Richard Liu
Why Millennials Are Obsessed with Side Hustling Richard Liu


Either you’re doing it or someone else you know

Photo by Patrick Tomasso on Unsplash

Side hustling has become a major term in any millennial’s vocabulary. Either you’re doing it or you know someone who is doing it and it can come from people from all walks of life from teachers, nurses, and accountants.

I have friends who range from selling decor online to selling handcrafted products at the local markets.

But this trend is not completely new.

Having a second income stream has been around for decades.

This was especially apparent in working-class families where many had to work second jobs to make ends meet.

But with the era of the internet/gig economy and the ability to make something out of nothing, millennials are taking over and finding new ways of creating new income streams.

Photo by Jametlene Reskp on Unsplash

The growth of side hustling has come from a variety of sources. One example is from influencers like Gary Vaynerchuk.

As an internet motivational speaker, he provides free advice targeted towards millennials looking to do more with their life beyond a 9 to 5.

Other sources come from the ease of access to websites like Fiverr, Freelancer and more that assist you to find gigs to work on.

But what are the motives of all this side hustling?

Many points towards financial independence; the hustle to make extra income or extra money.

A common question that is Googled or Reddited are along the lines of:

“How Do I Make An Extra Few Hundred To Pay My Bills”

This is a common assumption but I can attest that although this could be a reason, it’s usually not the main one.

If you look at how much time is poured into these side hustles, more than often, the ROI in the short term is not worth it.

Many times, you’re more than likely to be working under minimum wage with the hours spent on your side hustle compared to the financial return you’re getting back.

Why do we put ourselves into hours working outside of work into something that doesn’t provide the same financial return as your full-time role?

From research and conversations I have with others, there are two other reasons I have mainly found.

Photo by Kristopher Roller on Unsplash

In Glamour Magazine, it was mentioned that if you don’t participate in the freelance trend, it might lead to a “Millennial identity crisis”. For many, side hustling may give some financial returns but its worth much more than that.

Yes, it’s a bit corny but there is some truth to this.

The psychological benefits of avoiding this reality and being able to shape your life into what you want it to be are priceless.

“I think it’s to do with people wanting more in their life,” says Paula Brough, professor of organisational psychology at Griffith University.

“Especially if their substantive role isn’t perhaps as fulfilling.”

Millennials are no longer content working 40 working hour weeks.

If their normal full-time work doesn’t provide them the life-juice they need, many resort to side hustling to fill that much-needed void.
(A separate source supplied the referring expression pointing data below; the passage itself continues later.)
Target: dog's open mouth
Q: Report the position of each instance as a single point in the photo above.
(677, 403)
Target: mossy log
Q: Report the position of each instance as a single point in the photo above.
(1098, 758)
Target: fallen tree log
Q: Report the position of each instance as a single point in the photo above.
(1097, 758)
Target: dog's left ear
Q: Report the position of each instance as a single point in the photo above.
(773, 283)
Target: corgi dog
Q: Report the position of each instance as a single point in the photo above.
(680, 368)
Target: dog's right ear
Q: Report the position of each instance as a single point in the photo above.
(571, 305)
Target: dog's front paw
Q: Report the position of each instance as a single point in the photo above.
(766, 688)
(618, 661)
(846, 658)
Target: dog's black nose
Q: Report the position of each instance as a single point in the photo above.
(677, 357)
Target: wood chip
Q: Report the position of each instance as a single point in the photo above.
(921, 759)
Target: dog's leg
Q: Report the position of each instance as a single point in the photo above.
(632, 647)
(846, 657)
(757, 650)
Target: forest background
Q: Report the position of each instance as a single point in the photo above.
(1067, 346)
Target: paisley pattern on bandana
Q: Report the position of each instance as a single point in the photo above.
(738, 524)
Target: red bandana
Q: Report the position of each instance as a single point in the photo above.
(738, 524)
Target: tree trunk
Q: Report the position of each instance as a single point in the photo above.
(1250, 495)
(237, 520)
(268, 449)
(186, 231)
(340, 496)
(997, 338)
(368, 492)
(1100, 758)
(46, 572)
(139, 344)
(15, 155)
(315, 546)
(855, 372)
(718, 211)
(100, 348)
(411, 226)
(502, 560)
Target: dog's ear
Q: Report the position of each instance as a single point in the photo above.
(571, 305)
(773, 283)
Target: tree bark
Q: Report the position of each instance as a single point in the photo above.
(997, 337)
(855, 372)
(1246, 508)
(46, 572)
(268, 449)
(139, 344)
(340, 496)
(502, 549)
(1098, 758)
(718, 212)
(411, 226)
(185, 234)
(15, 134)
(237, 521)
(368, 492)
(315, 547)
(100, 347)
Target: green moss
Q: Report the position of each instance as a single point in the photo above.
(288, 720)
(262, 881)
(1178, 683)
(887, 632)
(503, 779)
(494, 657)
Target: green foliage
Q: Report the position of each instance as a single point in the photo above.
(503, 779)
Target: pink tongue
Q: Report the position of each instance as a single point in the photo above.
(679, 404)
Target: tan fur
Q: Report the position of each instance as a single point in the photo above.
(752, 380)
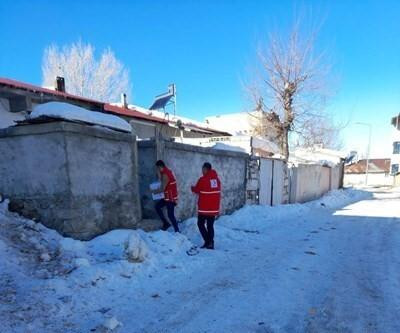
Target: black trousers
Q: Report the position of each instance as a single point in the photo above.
(170, 210)
(207, 233)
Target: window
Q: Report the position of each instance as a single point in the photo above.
(396, 147)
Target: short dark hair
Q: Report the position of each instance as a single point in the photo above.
(207, 166)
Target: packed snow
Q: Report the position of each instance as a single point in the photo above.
(330, 265)
(75, 113)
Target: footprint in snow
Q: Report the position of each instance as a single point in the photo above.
(310, 252)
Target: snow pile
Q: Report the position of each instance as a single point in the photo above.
(72, 112)
(224, 146)
(85, 286)
(136, 249)
(339, 198)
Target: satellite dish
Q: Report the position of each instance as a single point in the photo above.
(163, 100)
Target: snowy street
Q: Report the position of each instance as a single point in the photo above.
(332, 265)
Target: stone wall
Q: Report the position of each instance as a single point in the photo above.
(186, 162)
(311, 181)
(77, 179)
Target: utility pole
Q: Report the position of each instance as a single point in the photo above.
(368, 149)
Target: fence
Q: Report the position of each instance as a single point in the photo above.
(267, 181)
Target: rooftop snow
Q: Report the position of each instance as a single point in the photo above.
(71, 112)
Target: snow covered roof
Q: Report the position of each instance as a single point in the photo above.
(40, 90)
(133, 111)
(375, 165)
(317, 155)
(159, 116)
(70, 112)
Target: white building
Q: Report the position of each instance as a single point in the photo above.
(395, 158)
(240, 123)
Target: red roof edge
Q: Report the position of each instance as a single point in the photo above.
(131, 113)
(38, 89)
(106, 107)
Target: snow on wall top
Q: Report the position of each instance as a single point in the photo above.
(75, 113)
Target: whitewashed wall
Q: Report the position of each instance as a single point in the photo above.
(374, 179)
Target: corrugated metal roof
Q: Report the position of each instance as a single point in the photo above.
(105, 107)
(375, 165)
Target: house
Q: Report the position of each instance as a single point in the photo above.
(395, 159)
(17, 100)
(378, 172)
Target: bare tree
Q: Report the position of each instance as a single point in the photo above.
(103, 79)
(292, 81)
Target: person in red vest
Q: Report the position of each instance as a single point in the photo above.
(170, 190)
(208, 188)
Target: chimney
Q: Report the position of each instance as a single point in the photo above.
(123, 100)
(60, 84)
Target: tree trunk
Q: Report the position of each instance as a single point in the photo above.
(285, 143)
“This next generation, they’re not content with working 40-, 50-, 60-hour weeks, they want to have some meaning to life” — Cameron Turner, a business lecturer in entrepreneurship

This means staying happy and feeling fulfilled with life, working on projects on the side that could provide them this extra boost.

Photo by William Iven on Unsplash

Although many find a side hustle fulfilling, not many see it as a full-time gig.

But in many cases, side hustling can turn into your own business.

This could be scaling your E-commerce store or taking on enough clients for your freelance business. For startups, it could be reaching a certain amount of revenue before going full-time.

Many times, these businesses are something you have a passion for.

In the best-case scenario, it is the golden ticket to working for yourself.

Many Millenials now expect much more from their jobs including career progression, learning opportunities, and recognition.

If not, many would willingly leave their employers and use the gig economy as a potential full-time alternative.

62% of millennials who would willingly leave their employers within the next 2 years regard the gig economy as a viable alternative to full-time employment (Deloitte)

People are increasingly looking to do work that is worthwhile and challenging so if full-time work isn’t doing this, Millenials have an avenue to do this and this is exactly what they’re doing.

Here are some other interesting statistics:

  • 79% of Gen Z and Millennial employees said an increase in recognition rewards would make them more loyal to their employers (daVinci Payments)
  • 36% of workers and nearly half of millennials would consider quitting a job that didn’t provide learning opportunities (Docebo)
  • 70% of millennials said a company’s sustainability would impact their decision to stay with a company for the long haul (Swytch)

But it’s important that once it reaches this stage, it should be a combination of love and money that got you there.

I have seen many who attempted to do their own business, hated it, and went back to an employer.

The most important thing is, your side hustle is not meant to become a chore but something you should enjoy doing, especially if you take it into a full-time gig.

That is why the ones that ultimately succeed are working on something they have a passion for.